Rod Lyall 25/07/19
Whatever you think about the current competition structure – and I have reservations about several aspects of it – you have to admit that this season’s Topklasse is providing the most enthralling battle at both ends of the table that we have seen for some time.
At least three sides are still in with a real chance of winning the championship, while in the lower reaches, although there are two main candidates for relegation, there are a further three who still need at least one more win to ensure that they will be playing Topklasse cricket next year.
The equations are, of course, complicated by the fact that teams have played differing numbers of games, and that the table is therefore determined by average rather than absolute points.
So Excelsior ’20 may currently be three points ahead of their nearest rivals, but since they have played one match more than HCC it’s the difference in the average points (0.12) which is the true margin.
This makes it correspondingly more difficult to calculate how much the leaders will need to do in order to be sure of taking the title, especially since in a summer like this one there’s no guarantee that more matches won’t be lost to the weather.
What we can say, however, is that if Excelsior win all four of their remaining games, they will finish with a points average of 1.71, while the best HCC can do is 1.63.
If Excelsior were to lose just one match, though, they would finish on 1.59 – and that makes the clash between the Schiedammers and HCC at De Diepput on 4 August one of the many four-pointers which are scattered through the coming weeks’ programme.

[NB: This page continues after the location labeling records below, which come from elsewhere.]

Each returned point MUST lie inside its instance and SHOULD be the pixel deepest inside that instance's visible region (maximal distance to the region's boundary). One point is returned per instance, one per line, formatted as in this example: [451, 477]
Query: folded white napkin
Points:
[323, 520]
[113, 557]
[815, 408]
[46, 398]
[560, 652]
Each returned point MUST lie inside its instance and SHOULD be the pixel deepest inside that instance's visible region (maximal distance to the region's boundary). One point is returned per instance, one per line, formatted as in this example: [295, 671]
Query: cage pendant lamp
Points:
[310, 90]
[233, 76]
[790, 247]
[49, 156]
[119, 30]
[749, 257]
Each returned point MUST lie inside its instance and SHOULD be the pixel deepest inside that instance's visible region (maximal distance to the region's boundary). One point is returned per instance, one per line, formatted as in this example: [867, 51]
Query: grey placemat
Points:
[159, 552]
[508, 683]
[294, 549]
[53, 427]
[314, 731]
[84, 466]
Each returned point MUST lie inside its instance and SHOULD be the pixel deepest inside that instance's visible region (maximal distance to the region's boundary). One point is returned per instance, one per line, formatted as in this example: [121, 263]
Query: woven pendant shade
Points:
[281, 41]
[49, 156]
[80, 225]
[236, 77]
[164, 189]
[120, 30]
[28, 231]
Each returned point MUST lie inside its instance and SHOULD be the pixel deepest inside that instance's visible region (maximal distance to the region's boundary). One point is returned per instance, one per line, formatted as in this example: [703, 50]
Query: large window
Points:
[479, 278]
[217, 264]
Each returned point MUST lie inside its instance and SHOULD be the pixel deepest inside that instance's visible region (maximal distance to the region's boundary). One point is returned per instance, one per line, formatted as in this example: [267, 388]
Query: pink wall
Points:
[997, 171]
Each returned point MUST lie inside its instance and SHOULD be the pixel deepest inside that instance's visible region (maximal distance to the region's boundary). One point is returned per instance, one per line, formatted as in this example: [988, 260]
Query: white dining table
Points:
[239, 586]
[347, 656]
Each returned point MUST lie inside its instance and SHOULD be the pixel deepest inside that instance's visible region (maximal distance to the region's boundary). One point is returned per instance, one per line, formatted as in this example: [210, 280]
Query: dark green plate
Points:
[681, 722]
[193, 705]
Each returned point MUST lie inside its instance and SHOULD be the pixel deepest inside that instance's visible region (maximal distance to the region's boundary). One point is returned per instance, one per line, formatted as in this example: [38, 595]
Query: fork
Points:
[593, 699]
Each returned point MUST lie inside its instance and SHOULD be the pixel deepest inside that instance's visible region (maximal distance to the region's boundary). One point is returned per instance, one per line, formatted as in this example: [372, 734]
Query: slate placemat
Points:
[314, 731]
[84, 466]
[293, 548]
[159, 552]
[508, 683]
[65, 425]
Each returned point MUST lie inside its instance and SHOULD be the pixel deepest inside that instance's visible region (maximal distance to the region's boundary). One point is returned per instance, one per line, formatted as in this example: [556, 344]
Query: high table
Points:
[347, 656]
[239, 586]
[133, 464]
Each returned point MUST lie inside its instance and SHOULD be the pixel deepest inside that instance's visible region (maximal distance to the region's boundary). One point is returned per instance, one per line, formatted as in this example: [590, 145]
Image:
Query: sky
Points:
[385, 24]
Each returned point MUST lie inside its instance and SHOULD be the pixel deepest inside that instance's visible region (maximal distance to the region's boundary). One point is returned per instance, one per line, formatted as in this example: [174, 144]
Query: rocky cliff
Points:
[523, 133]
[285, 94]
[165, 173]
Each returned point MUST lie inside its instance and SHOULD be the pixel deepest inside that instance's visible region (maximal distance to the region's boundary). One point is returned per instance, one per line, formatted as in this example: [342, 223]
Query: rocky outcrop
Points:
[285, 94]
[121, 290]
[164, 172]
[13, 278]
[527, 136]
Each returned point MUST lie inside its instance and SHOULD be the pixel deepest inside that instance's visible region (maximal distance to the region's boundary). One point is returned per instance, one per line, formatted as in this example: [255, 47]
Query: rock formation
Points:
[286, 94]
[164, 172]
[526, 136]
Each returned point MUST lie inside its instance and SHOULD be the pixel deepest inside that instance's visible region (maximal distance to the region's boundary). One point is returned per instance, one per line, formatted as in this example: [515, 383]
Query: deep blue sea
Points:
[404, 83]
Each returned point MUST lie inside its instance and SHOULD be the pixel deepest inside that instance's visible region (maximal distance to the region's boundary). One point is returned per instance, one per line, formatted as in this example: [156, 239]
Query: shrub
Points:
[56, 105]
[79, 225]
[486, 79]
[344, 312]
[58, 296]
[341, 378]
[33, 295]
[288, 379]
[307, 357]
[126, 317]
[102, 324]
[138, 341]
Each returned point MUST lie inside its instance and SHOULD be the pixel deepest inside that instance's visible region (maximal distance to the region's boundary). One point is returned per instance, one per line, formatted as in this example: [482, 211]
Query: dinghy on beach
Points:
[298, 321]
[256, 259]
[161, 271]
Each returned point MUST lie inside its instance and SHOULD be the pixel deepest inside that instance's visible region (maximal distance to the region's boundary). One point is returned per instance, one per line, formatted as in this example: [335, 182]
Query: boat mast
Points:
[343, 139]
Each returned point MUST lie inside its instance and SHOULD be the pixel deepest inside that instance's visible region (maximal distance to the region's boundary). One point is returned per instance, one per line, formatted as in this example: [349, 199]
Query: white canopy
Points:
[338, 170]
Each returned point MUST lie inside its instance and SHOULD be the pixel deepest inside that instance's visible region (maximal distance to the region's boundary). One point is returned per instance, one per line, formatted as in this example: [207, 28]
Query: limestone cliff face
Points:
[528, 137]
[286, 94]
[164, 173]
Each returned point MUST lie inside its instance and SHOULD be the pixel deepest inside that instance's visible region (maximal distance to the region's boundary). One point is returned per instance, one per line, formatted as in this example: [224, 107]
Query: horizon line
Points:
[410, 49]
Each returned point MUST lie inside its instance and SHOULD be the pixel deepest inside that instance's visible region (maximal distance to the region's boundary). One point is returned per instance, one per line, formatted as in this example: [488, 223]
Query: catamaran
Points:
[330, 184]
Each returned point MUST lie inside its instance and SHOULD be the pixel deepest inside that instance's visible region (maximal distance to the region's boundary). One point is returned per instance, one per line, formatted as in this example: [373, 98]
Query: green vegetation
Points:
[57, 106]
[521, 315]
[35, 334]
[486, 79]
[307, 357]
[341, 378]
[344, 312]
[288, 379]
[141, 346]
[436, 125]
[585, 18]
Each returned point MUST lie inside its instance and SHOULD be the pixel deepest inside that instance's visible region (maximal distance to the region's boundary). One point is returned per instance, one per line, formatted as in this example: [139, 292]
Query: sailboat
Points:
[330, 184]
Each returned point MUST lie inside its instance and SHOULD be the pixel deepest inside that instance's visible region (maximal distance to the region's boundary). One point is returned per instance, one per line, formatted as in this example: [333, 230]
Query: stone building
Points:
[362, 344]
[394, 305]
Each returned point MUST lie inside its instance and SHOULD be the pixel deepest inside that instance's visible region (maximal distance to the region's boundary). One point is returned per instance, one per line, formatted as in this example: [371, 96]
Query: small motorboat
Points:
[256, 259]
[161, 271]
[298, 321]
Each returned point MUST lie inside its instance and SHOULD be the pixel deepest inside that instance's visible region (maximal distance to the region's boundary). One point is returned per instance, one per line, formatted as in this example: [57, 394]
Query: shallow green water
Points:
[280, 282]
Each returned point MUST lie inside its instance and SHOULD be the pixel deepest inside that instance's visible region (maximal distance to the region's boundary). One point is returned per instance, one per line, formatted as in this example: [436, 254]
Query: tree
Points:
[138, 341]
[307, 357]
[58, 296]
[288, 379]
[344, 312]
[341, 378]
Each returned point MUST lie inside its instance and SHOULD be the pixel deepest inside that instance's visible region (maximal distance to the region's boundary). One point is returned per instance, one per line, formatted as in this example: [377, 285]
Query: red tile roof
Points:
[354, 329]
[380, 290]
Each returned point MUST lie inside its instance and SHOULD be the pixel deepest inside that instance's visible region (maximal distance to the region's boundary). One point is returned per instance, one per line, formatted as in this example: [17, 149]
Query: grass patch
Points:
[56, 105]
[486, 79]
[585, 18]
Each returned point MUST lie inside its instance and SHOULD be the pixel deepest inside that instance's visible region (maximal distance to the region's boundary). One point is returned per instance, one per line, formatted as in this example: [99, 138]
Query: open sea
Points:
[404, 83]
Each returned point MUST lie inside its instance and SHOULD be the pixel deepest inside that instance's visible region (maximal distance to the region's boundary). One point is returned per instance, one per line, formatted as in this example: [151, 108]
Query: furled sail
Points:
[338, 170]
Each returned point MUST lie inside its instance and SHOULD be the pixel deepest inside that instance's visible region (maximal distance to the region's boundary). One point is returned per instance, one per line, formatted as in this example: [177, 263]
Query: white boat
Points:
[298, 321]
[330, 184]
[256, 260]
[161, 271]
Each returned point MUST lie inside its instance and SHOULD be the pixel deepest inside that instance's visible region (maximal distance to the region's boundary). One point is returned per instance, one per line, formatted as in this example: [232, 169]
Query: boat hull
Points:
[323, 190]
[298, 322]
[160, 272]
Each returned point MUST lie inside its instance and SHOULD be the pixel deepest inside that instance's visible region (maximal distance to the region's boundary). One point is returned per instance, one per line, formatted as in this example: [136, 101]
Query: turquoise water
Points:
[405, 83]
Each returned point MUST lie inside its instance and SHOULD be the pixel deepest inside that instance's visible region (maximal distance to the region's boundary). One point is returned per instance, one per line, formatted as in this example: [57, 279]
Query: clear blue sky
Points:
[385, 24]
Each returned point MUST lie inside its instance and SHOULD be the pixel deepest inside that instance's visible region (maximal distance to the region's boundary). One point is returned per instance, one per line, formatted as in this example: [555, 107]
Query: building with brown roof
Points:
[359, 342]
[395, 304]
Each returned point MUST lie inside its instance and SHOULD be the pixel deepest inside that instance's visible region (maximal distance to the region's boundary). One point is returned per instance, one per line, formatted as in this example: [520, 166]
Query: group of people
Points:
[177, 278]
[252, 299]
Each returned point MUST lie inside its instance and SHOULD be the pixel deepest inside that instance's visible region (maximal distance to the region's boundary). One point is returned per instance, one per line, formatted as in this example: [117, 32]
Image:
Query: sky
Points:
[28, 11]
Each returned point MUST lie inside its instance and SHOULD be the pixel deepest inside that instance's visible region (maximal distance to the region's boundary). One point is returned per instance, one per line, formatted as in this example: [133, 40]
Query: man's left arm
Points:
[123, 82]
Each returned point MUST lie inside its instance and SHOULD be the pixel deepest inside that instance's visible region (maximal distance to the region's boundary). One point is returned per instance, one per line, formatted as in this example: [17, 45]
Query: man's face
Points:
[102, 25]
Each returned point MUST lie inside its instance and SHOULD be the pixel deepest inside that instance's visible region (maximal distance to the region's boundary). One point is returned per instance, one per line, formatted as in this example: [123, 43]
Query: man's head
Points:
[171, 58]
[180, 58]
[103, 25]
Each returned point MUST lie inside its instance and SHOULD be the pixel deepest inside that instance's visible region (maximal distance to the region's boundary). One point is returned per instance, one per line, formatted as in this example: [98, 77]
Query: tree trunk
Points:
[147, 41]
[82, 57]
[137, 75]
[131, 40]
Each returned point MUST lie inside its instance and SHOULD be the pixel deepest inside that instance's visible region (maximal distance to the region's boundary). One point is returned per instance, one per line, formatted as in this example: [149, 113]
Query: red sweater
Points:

By the same token, HCC’s away match against ACC the following week is likely to be crucial as well: by winning all four of their remaining games ACC could finish on 1.53, just ahead of HCC even if they won their other three matches, but then they would need Excelsior to have lost two games if they were to become champions.
HBS Craeyenhout, despite their recent defeats, are not mathematically out of the race, but the odds are decidedly not in their favour: not only would they need to win all their remaining matches, including victories over Excelsior (11 August) and ACC (18 August), but they would need Excelsior to lose two further games, and HCC also to lose twice.
At the other end of the table, VRA Amsterdam’s four wins on the trot before their defeat by Dosti United on Sunday have thrown the relegation battle wide open, with just two wins separating current wooden-spooners Quick Haag from Voorburg, in sixth place.
The average points gap is greater than that would suggest, at 0.40, but there are so many matches between the lower sides scheduled for the run in that one is very quickly overwhelmed by possible scenarios.
To take Quick first: of their four games still to play, two are against the sides immediately above them in the table, VRA (11 August) and Sparta 1888 (18 August).
Both are therefore of huge significance if Quick are to escape the drop to the Hoofdklasse.
Sparta 1888 will also meet two of their closest rivals: VRA (4 August) and Quick (18 August), with the latter game perhaps being the one which finally decides which team is relegated.
For those immediately above Quick and Sparta, there is the comfort of knowing that it would now take a marked reversal of form by both of those teams to bring their own status into question.
Just one more win by Voorburg, VOC or VRA would mean that Sparta would have to win three out of four to have any chance of overtaking them, and since both VOC and VRA are due to play the Capelle side they do to a great extent have the outcome in their own hands.
For Quick Haag it’s an ever bigger ask: as well as Sparta, they still have to play Dosti, VRA and VOC, and even three wins would probably only bring them level on points with their rivals, and with a worse points average.
The truth is that it would take an extraordinary combination of events for anyone other than either Sparta or Quick to be relegated, and that their encounter on 18 August will likely be the four-pointer to end all four-pointers.
One thing is certain: we’re in for a more interesting (and for some nerve-wracking) August than many recent seasons have provided.
Very hypothetical scenario: team A wins first match, all other matches from team A have no result. All other teams play more matches, and lose at least one match. Would that imply that team A with points average 2.0 is the champion? Seems a major flaw in the competition regulations.